李在鎔副会長は、約1年ぶりに釈放された。
執行猶予付き判決で釈放になったことを、李在鎔副会長もサムスンも「ひとまず歓迎」しているはずだ。だが、李在鎔副会長の今後には、依然として厳しい問題が山積している。
1審と全く異なる判決
「韓国は3審制で、下級審判決を上級審が覆すことがあっても当然だが、今回のように全く異なる判断をすると、司法全体への信頼が損なわれることはないのか?」
判決から一夜明けた2月6日朝、KBSラジオのニュース番組で、司会者が判事出身の弁護士にこう質問した。それほど、地裁と高裁の判決には大きな差があった。
今回の争点を簡単に整理しよう。
サムスングループは、朴槿恵前大統領の長年の知人である崔順実(チェ・スンシル=1956年生)が事実上設立運営したスポーツ・文化財団に巨額の資金を拠出した。さらに乗馬選手だった崔順実氏の娘のために高額の馬を購入し、海外訓練も支援した。

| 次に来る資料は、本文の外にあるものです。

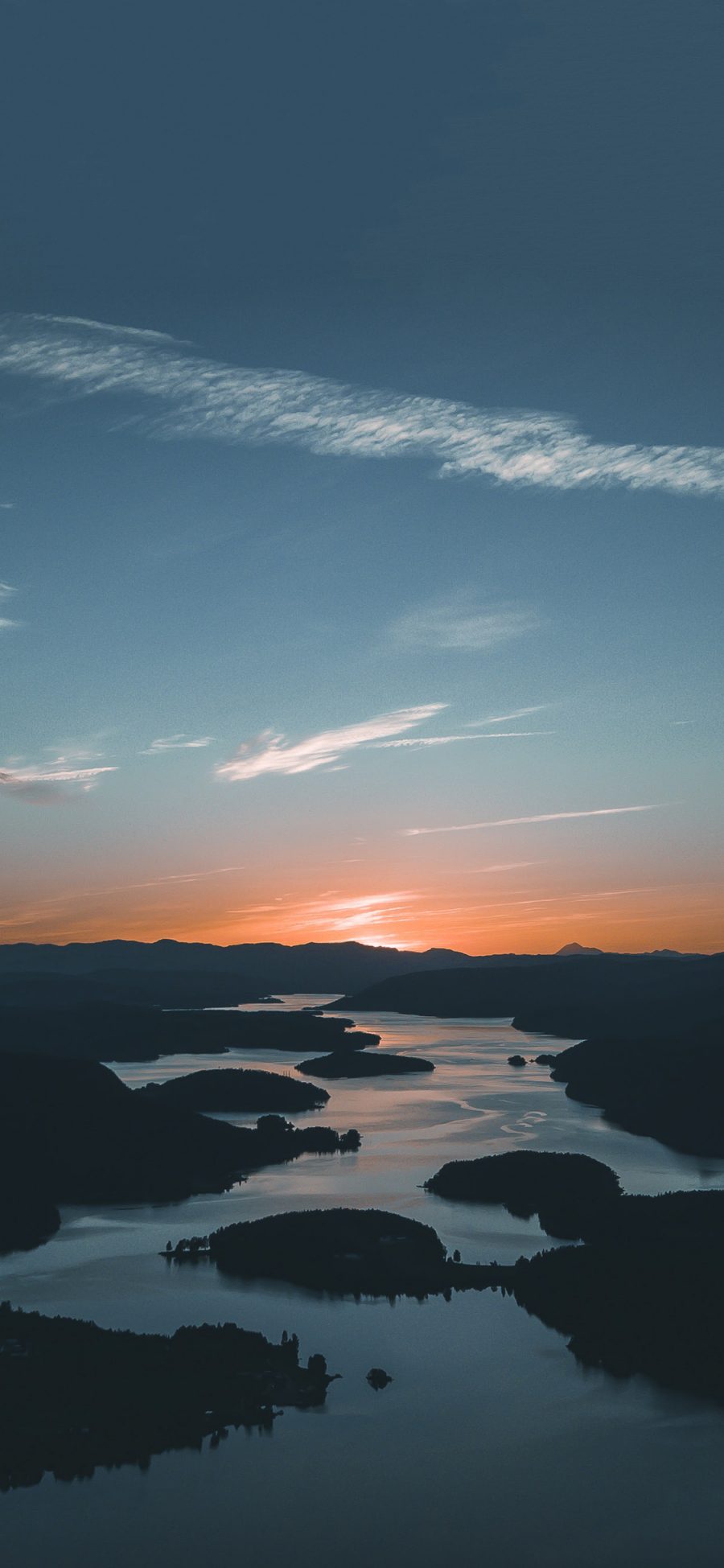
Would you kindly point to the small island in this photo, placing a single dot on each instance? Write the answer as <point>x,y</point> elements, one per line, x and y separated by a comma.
<point>668,1089</point>
<point>568,1192</point>
<point>361,1064</point>
<point>68,1128</point>
<point>340,1252</point>
<point>109,1029</point>
<point>74,1396</point>
<point>236,1090</point>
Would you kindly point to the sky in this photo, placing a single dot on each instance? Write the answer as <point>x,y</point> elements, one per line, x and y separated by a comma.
<point>362,494</point>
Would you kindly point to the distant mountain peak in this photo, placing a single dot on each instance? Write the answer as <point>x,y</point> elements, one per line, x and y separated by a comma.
<point>575,951</point>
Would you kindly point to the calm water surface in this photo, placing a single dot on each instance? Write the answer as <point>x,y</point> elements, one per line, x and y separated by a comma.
<point>491,1443</point>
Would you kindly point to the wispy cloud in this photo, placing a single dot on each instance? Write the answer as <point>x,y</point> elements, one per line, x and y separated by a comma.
<point>504,866</point>
<point>514,822</point>
<point>195,397</point>
<point>6,591</point>
<point>362,918</point>
<point>270,753</point>
<point>507,718</point>
<point>176,743</point>
<point>49,786</point>
<point>418,742</point>
<point>456,623</point>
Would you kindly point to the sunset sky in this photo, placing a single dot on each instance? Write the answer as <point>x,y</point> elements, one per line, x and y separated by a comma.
<point>364,474</point>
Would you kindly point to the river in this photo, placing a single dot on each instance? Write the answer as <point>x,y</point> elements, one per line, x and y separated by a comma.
<point>491,1442</point>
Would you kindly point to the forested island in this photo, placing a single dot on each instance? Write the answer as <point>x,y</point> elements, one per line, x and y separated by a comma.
<point>72,1133</point>
<point>362,1064</point>
<point>107,1031</point>
<point>668,1089</point>
<point>237,1090</point>
<point>608,996</point>
<point>566,1191</point>
<point>342,1252</point>
<point>74,1396</point>
<point>644,1292</point>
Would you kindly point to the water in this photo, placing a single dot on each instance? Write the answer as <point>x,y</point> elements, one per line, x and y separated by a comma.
<point>489,1443</point>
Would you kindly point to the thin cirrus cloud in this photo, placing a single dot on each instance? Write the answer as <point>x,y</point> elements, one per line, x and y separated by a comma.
<point>508,718</point>
<point>6,593</point>
<point>176,743</point>
<point>193,397</point>
<point>419,742</point>
<point>270,753</point>
<point>456,623</point>
<point>514,822</point>
<point>49,786</point>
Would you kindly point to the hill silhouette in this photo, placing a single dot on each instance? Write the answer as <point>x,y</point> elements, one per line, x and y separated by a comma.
<point>610,996</point>
<point>265,966</point>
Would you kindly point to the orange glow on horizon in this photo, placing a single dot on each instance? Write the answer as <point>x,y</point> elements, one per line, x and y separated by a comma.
<point>685,916</point>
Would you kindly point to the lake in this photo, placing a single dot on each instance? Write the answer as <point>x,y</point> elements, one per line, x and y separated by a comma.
<point>491,1442</point>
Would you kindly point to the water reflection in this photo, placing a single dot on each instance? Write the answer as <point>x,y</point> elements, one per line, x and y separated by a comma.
<point>489,1440</point>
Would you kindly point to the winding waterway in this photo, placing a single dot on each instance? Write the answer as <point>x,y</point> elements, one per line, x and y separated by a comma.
<point>489,1445</point>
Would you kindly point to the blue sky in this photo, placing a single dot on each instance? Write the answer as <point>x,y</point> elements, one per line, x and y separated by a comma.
<point>361,378</point>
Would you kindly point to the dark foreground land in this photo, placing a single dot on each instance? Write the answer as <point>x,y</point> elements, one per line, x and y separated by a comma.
<point>72,1133</point>
<point>237,1089</point>
<point>74,1396</point>
<point>566,1191</point>
<point>361,1064</point>
<point>646,1291</point>
<point>102,1031</point>
<point>668,1089</point>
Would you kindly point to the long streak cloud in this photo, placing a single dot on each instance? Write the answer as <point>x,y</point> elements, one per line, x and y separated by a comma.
<point>514,822</point>
<point>188,396</point>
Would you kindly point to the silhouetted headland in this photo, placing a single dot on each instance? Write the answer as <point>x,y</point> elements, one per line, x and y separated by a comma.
<point>361,1064</point>
<point>644,1292</point>
<point>566,1191</point>
<point>343,1252</point>
<point>668,1089</point>
<point>237,1089</point>
<point>264,966</point>
<point>644,1295</point>
<point>608,996</point>
<point>74,1396</point>
<point>72,1133</point>
<point>120,1032</point>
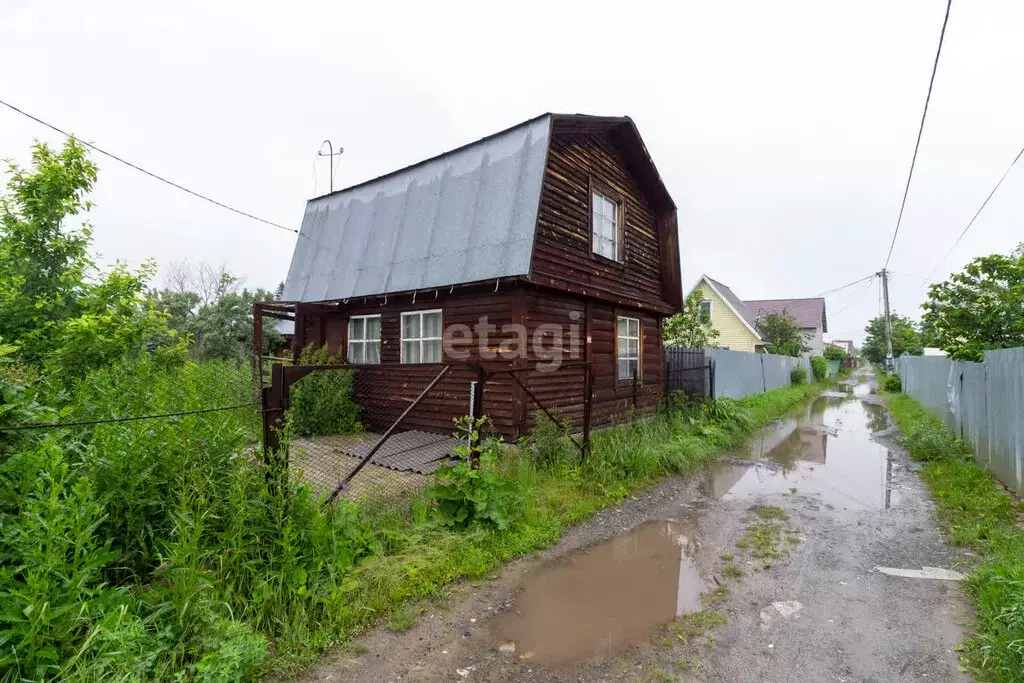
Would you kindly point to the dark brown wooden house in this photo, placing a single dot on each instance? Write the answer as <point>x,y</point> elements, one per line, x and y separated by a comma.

特別検察は、サムスンが拠出した金額は433億ウォン(1円=10ウォン)と算出した。こうした資金拠出は、「李在鎔副会長がサムスングループの経営権継承を進めるために大統領(当時)に不正な請託をした対価」だったというのが、特別検察の見方だ。
2017年8月の1審判決は、この見方を概ね認めた上で、金額を88億ウォンとして、「懲役5年」の実刑判決を下した。